Generally, at this stage your child may now be able to build a tower with 10 bricks, recognise four colours, be able to play with other children in a group, yet also have the ability to concentrate when playing by themselves. They may now also have the ability to get dressed/undressed by themselves.
Any vaccinations your child has received should be entered into your child’s vaccines record book (Red book).
If you think your child may have missed any vaccinations you can check with the surgery or ring the Child Health Department for your area:
- St Helens Child Health Tel: 0151 676 5652
- Wigan Child Health Dept Tel: 01942 822628
NHS vaccinations schedule for childhood immunisation
Childhood Immunisations are carried out by the Practice Nurse. She has 2 child immunisation clinics per week: Mondays 12pm-1pm and Thursdays 5pm-6pm.
At 8 weeks, your baby will be given vaccines against:
- Hib (Heamophilius Influenza B), Pertussis (Whooping Cough), Diptheria, Tetanus & Polio (5in1)
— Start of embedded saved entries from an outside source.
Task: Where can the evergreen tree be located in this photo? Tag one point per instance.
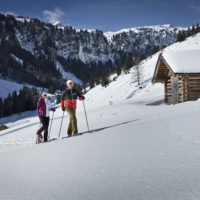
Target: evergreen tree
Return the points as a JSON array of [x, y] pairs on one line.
[[129, 63], [104, 79], [118, 70]]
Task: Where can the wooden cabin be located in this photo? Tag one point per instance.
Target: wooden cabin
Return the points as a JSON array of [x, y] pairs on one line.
[[180, 73]]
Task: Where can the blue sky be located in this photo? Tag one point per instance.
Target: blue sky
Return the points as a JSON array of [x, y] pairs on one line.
[[108, 15]]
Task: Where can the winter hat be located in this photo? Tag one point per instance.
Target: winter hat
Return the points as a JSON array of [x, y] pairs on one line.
[[44, 94], [69, 82]]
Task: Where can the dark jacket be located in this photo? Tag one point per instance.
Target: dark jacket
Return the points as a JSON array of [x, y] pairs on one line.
[[69, 98]]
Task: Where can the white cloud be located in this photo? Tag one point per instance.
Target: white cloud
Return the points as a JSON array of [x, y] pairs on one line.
[[53, 16], [195, 6]]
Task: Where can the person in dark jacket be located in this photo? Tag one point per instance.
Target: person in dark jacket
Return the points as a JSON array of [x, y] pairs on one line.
[[43, 109], [68, 104]]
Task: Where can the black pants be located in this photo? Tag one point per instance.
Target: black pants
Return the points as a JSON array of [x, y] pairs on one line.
[[45, 125]]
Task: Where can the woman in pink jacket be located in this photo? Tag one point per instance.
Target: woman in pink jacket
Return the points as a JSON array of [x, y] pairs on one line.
[[43, 108]]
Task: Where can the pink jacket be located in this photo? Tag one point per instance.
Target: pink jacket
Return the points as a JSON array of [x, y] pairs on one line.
[[41, 107]]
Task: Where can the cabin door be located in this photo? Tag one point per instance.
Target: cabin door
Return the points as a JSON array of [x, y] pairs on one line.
[[175, 89]]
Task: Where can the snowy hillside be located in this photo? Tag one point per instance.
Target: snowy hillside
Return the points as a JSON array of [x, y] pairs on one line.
[[125, 86], [34, 47], [138, 147], [8, 87]]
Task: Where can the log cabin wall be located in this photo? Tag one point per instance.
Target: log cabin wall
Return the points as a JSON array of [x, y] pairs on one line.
[[181, 88], [193, 87]]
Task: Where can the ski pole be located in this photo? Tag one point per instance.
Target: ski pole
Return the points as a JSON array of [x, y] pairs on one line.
[[51, 124], [86, 117], [61, 124]]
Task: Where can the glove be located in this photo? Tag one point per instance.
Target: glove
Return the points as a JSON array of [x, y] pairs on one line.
[[81, 98]]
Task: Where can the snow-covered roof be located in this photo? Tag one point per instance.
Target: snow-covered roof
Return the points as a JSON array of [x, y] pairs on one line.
[[183, 61]]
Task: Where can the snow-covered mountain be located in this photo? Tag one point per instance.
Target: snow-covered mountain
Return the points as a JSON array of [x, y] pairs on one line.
[[138, 147], [85, 53]]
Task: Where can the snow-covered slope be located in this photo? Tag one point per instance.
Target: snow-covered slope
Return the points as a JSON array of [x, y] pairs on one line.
[[137, 148], [125, 86], [8, 87]]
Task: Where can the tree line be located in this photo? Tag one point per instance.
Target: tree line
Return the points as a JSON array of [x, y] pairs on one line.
[[182, 35]]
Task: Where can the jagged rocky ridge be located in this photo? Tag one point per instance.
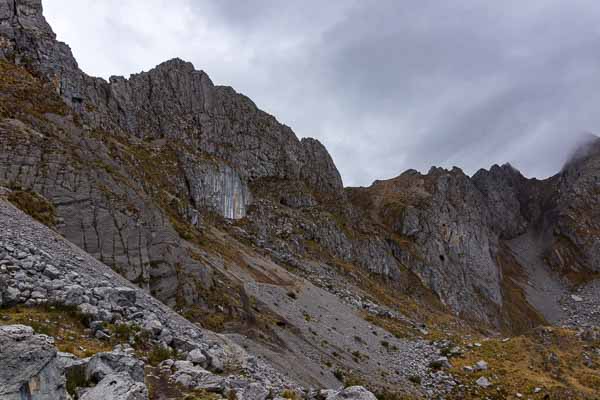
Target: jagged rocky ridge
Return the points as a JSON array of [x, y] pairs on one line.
[[192, 193]]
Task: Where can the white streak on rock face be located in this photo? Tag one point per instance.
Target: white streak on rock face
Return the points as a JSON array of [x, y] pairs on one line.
[[218, 187]]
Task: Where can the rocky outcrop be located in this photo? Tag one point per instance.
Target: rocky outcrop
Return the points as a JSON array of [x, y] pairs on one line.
[[46, 269], [216, 186], [441, 227], [575, 219], [30, 367], [172, 101], [353, 392]]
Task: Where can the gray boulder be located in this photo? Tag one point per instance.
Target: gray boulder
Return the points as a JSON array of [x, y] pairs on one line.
[[115, 362], [30, 368], [117, 387], [351, 393]]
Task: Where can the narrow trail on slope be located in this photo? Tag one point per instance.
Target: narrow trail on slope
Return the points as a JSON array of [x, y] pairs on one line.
[[543, 287]]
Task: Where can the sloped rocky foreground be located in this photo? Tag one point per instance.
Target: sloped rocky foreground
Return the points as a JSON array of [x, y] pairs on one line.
[[38, 267], [41, 271]]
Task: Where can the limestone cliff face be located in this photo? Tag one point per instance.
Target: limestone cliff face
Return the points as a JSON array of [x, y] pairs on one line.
[[216, 186], [576, 213], [441, 223]]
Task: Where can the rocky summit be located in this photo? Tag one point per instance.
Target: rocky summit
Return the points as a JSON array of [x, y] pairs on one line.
[[163, 238]]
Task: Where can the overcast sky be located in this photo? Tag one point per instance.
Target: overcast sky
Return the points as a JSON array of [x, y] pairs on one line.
[[385, 85]]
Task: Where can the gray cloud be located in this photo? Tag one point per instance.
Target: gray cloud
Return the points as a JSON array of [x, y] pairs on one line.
[[386, 85]]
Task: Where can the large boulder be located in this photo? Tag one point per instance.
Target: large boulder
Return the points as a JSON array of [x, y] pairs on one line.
[[117, 387], [30, 368], [350, 393], [115, 362]]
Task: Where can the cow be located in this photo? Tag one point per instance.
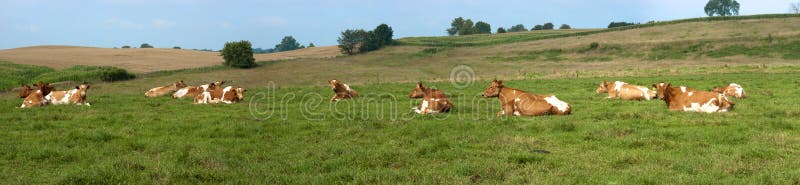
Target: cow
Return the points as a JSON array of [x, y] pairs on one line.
[[521, 103], [36, 97], [625, 91], [26, 90], [192, 91], [433, 100], [661, 86], [342, 91], [733, 90], [217, 94], [163, 90], [683, 99], [75, 96]]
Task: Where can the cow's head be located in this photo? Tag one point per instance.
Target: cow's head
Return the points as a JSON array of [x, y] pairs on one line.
[[334, 83], [46, 88], [418, 92], [180, 84], [240, 93], [603, 87], [82, 87], [661, 89], [725, 104], [494, 89], [26, 90]]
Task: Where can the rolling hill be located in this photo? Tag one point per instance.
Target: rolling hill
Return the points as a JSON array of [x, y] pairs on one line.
[[140, 60]]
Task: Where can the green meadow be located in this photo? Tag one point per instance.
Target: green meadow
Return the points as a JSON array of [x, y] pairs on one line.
[[296, 136]]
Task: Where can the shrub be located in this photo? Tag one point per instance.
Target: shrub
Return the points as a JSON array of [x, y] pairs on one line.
[[238, 54], [594, 45], [86, 73]]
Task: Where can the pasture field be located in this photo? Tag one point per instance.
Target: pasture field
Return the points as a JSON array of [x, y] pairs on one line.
[[294, 135]]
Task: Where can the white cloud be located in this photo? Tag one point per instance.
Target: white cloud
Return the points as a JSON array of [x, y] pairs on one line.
[[124, 24], [271, 21], [28, 28], [163, 24]]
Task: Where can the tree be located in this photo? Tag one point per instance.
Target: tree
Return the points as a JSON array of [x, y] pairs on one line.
[[455, 26], [350, 41], [722, 7], [548, 26], [288, 43], [501, 30], [517, 28], [467, 28], [483, 28], [384, 34], [238, 54], [619, 24]]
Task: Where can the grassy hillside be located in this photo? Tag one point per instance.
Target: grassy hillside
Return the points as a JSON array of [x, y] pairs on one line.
[[303, 138], [507, 38]]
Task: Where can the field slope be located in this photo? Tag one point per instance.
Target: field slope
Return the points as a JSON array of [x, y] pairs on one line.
[[140, 60], [287, 132]]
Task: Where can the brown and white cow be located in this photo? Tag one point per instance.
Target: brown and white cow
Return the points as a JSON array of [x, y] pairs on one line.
[[660, 87], [625, 91], [217, 94], [433, 100], [342, 91], [521, 103], [75, 96], [733, 90], [193, 91], [26, 90], [36, 97], [163, 90], [683, 99]]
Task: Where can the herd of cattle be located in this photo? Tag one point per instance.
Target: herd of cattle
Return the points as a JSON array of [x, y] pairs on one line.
[[513, 101]]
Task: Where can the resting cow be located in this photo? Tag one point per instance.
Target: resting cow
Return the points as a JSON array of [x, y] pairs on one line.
[[683, 99], [75, 96], [342, 91], [521, 103], [661, 86], [163, 90], [192, 91], [36, 97], [433, 100], [625, 91], [733, 90], [217, 94]]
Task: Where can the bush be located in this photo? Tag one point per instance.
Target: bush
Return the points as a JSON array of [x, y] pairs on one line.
[[548, 26], [288, 43], [86, 73], [360, 41], [501, 30], [238, 54], [594, 45]]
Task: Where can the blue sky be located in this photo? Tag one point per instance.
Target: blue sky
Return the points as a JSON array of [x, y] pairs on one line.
[[209, 24]]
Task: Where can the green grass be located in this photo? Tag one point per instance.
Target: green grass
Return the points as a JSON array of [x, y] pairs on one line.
[[14, 75], [124, 138], [485, 40]]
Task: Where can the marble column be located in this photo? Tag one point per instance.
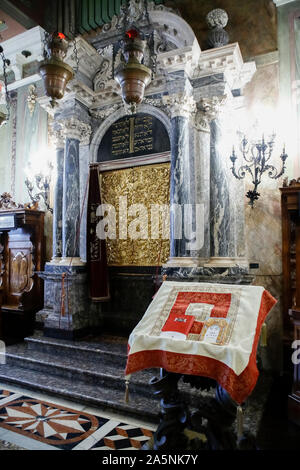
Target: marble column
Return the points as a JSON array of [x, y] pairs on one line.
[[58, 192], [226, 222], [182, 187], [206, 109], [67, 311], [75, 133]]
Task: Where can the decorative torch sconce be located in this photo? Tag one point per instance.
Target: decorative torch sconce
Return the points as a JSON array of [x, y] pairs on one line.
[[4, 117], [38, 187], [55, 72], [133, 75], [257, 157]]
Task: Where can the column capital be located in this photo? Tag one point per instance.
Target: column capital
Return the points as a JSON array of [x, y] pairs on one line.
[[208, 110], [73, 128], [57, 138], [180, 104]]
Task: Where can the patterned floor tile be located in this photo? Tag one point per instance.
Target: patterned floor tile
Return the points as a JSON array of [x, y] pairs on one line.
[[124, 437], [65, 428], [47, 422], [5, 394]]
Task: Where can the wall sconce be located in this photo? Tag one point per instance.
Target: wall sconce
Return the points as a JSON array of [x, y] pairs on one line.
[[257, 155], [4, 117], [38, 187]]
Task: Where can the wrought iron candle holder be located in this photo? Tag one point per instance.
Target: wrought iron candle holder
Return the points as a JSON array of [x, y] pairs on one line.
[[257, 156], [4, 117], [39, 189]]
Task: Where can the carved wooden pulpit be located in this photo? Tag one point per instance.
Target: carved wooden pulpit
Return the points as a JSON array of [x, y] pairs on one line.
[[21, 255]]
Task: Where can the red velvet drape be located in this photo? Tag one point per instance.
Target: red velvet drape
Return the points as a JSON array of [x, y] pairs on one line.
[[96, 248]]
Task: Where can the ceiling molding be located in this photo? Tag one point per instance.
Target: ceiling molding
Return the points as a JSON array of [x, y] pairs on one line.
[[280, 3], [17, 14]]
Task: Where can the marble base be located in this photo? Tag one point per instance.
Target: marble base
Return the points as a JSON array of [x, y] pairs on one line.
[[184, 262], [78, 316], [213, 274], [223, 262], [67, 262]]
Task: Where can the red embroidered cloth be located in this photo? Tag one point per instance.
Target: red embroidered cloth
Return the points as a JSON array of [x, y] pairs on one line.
[[222, 343]]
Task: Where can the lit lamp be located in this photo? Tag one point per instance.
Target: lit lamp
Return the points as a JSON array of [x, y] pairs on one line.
[[55, 72], [4, 117], [257, 157], [133, 76]]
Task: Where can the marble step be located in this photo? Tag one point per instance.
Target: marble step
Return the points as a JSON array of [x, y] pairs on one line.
[[81, 392], [104, 350], [90, 371]]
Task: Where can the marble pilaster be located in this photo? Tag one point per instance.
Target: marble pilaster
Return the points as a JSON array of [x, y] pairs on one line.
[[182, 170], [76, 132], [226, 220], [71, 200], [65, 277], [58, 192]]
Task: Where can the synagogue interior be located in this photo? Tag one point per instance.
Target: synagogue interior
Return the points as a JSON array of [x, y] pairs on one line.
[[150, 225]]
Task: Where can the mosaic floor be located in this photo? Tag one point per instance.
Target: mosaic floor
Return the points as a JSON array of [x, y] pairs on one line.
[[34, 423]]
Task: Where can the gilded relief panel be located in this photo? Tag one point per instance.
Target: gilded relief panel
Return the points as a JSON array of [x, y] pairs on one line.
[[140, 198]]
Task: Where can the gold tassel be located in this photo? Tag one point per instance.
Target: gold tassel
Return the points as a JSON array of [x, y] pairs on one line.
[[239, 422], [263, 337], [63, 295], [127, 390]]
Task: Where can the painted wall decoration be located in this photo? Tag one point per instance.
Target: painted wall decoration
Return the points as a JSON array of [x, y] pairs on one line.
[[140, 134]]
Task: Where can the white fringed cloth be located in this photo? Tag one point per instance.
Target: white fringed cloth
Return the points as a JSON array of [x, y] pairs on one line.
[[222, 343]]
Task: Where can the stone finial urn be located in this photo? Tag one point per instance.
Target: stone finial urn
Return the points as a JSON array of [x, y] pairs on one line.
[[217, 20], [3, 118], [133, 76], [55, 72]]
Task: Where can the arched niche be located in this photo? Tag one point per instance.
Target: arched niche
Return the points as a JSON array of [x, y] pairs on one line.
[[160, 120]]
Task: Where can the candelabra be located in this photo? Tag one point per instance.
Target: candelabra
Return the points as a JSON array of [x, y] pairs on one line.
[[257, 156], [40, 189]]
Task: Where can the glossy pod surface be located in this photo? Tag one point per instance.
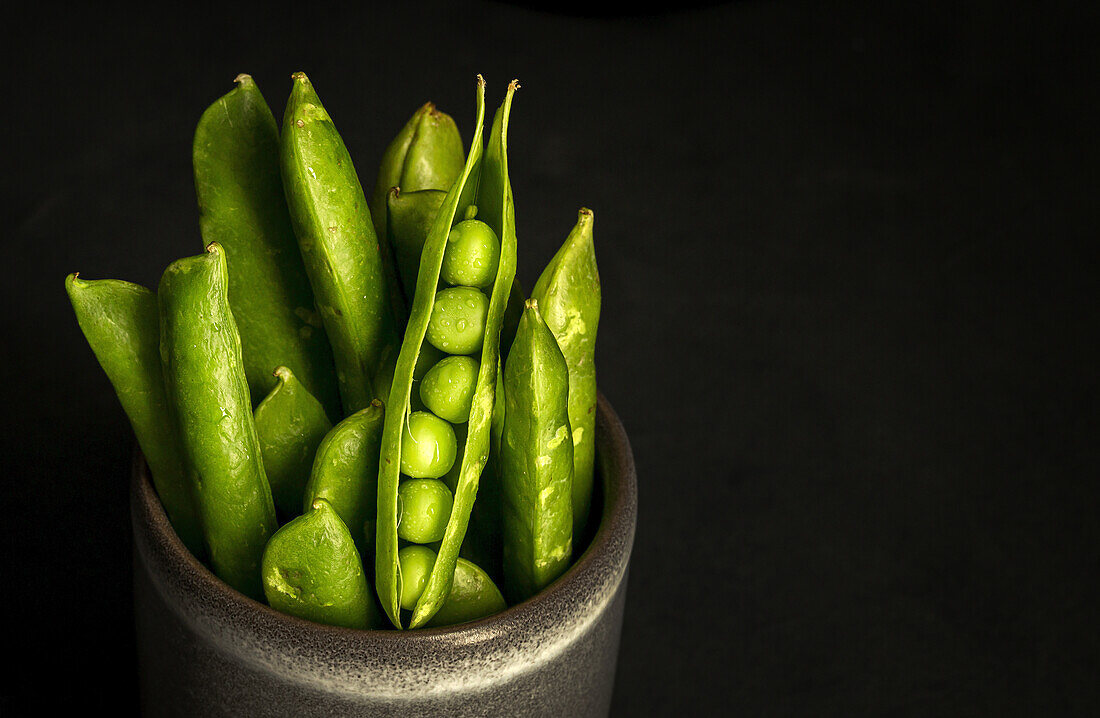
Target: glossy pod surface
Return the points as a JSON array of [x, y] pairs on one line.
[[569, 300], [204, 375], [235, 157], [338, 243], [311, 570], [416, 170], [290, 424], [536, 461], [120, 321], [345, 472]]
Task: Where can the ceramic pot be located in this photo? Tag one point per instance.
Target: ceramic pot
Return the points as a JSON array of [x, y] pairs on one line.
[[206, 650]]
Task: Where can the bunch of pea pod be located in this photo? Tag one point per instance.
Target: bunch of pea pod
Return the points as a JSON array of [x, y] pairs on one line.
[[339, 378]]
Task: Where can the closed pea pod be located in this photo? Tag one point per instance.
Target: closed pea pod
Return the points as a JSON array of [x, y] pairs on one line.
[[235, 157], [120, 321], [290, 424], [473, 595], [484, 183], [311, 570], [338, 243], [345, 471], [416, 170], [204, 375], [536, 460], [569, 300]]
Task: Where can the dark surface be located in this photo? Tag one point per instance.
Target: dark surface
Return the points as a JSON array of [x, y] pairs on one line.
[[205, 650], [846, 322]]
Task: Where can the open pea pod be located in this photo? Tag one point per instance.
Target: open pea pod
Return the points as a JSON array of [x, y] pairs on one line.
[[484, 181]]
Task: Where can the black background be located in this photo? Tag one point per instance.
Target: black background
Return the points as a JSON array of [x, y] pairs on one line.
[[846, 320]]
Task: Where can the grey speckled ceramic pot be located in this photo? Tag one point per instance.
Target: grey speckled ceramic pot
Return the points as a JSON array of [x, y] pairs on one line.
[[206, 650]]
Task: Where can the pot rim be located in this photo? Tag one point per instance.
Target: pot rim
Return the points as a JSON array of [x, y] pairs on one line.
[[613, 537]]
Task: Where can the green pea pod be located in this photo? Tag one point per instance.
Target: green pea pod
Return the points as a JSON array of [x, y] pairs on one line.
[[409, 217], [536, 461], [473, 595], [569, 299], [311, 570], [120, 322], [483, 181], [338, 243], [345, 470], [426, 155], [235, 156], [483, 538], [290, 423], [204, 374]]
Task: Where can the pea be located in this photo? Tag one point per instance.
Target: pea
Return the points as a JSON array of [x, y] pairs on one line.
[[472, 254], [415, 563], [424, 506], [428, 445], [458, 320], [448, 388]]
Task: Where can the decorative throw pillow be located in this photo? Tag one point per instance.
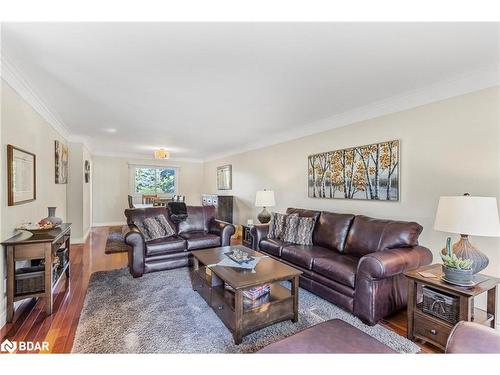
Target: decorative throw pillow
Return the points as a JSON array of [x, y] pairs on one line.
[[155, 227], [304, 232]]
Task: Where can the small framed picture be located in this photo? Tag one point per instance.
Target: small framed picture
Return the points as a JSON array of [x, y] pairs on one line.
[[21, 176]]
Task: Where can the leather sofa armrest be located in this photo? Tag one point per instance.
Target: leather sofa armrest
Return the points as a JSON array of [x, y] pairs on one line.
[[469, 338], [135, 239], [223, 230], [259, 232], [392, 262]]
- Pneumococcal (pneumonia)
- Meningococcal group B (MenB)2
At 12 weeks, your baby will be given vaccines against:
- Hib, Pertussis, Diptheria, Tetanus & Polio (5in1)
At 16 weeks, your baby will be given vaccines against:
- Hib, Pertussis, Diptheria, Tetanus & Polio (5in1)
At around 12/13 months your baby will be given vaccines against:
- MMR Vaccine (Measles, Mumps & Rubella)
- Hib/ Meningitis C
At 3 years 4 months of age (or soon after) your child will receive the pre-school boosters which are:
- Pertussis, Diptheria, Polio &Tetanus (4in1)
- MMR booster
*Rotavirus (introduced in July 2013)
This is an oral vaccine against Rotavirus infection, a common cause of diarrhoea and sickness. It is given as two doses for babies aged 2 months and 3 months alongside their other routine childhood vaccinations. This vaccine is given as a liquid from a dropper straight into the baby’s mouth for them to swallow.